Twilio’s CCaaS offerings keep growing as does the importance of customer experience across all business sectors. If you fail to address your company’s CX you may find your customers leaving you for a company that didn’t.
Twilo understands CX and is paving the way for companies to take control of their customer experience. Already, users have access to features like phone calls, as well as sending, and receiving text messages. With its most recent offering, companies can take advantage of customized Rich Communications Services Business Messaging.
Businesses using text messages is a growing trend – as a recent report by Zipwhip points out. According to the survey, seventy-four percent of respondents said they replied to a text message from a business within one hour. Compare this to the 41 percent who reported responding to emails. The survey further revealed, more than a third of businesses that responded, used texting with customers.
76 percent of consumers who responded said they received a text message from a business.
Twilio is working to solve the problem of the proverbial corporate SMS with links and virtually no design element – with the introduction of Twilio Channels.
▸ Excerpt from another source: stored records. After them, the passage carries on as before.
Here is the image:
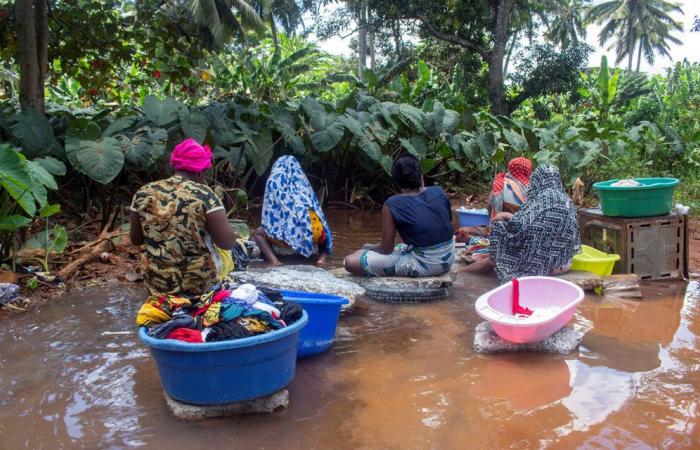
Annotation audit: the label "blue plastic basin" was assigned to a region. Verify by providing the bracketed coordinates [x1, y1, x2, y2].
[457, 209, 489, 228]
[139, 312, 309, 405]
[280, 291, 350, 358]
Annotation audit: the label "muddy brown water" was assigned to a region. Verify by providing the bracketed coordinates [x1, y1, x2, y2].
[0, 213, 700, 449]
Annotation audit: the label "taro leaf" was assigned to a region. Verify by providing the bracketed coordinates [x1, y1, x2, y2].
[420, 159, 437, 173]
[34, 156, 66, 177]
[399, 103, 425, 133]
[377, 102, 399, 131]
[117, 127, 168, 169]
[0, 145, 36, 217]
[272, 120, 304, 153]
[180, 111, 209, 144]
[430, 102, 445, 134]
[475, 133, 495, 158]
[27, 161, 58, 191]
[447, 159, 467, 173]
[503, 128, 528, 153]
[11, 109, 58, 158]
[226, 147, 246, 175]
[66, 137, 124, 184]
[301, 97, 326, 131]
[102, 116, 138, 137]
[399, 136, 428, 159]
[0, 214, 32, 231]
[25, 225, 68, 254]
[379, 155, 394, 175]
[39, 203, 61, 219]
[311, 116, 345, 153]
[338, 114, 365, 139]
[359, 138, 384, 163]
[141, 95, 187, 127]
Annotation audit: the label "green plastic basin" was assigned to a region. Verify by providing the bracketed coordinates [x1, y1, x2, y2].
[593, 178, 680, 217]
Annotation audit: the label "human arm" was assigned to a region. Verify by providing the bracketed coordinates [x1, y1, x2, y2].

Advantages of RCS for business
For marketing and sales professionals, the ability to embed carousels in messages including photos, products, and call to actions for increased conversion rates is an asset. Business users can send branded messages, embed high-resolution media, cards, and suggested replies/actions. Businesses can also ensure the reliability of information transmitted by sending verified sender ids. Equally, there are features for tracking and performance.
Under a single API, Twilio users can scale messaging and reach all customer segments.

Twilio’s website boasts a 99.95 percent uptime, which is promising for those worried about failed messages. If you send an RCS message and it fails for any reason – the message will failover and deliver as an SMS. Channels is an omni-channel API. As such, businesses can expand the channels they communicate with customers on to media like Facebook Messenger and Slack.
You can, moreover, use Twilio Channels for:
- Sending users anything from e-commerce alerts to boarding passes for upcoming flights
- Confirming, editing, and canceling appointments, sending reminders as well as one-click confirmations
- Making a purchase directly from messaging apps like WeChat, RCS Business Messaging, Apple Business Chat, Telegram, Viber, and Blackberry Messenger
You don’t have to be a graphic designer
Twilio Channels uses a drag-and-drop method of deployment via the RCS application. By harnessing the power of the developer’s visual app builder (Twilio Studio), businesses can build and maintain communications workflows with relative ease.
Channels empowers developers to add their own code. The platform runs in the Cloud and relies on serverless computing to simplify the process of code deployment – directly to production.
“RCS is now being used to enhance how we engage customers about their orders, allowing them to modify orders, track shipments and place additional orders all within their messaging app”
“Twilio Channels allows us to deliver that experience using the same API we already use for SMS,” said Amit Shah, Chief Marketing Officer at 1-800-flowers.com.
The company is a Twilio Channels early adopter.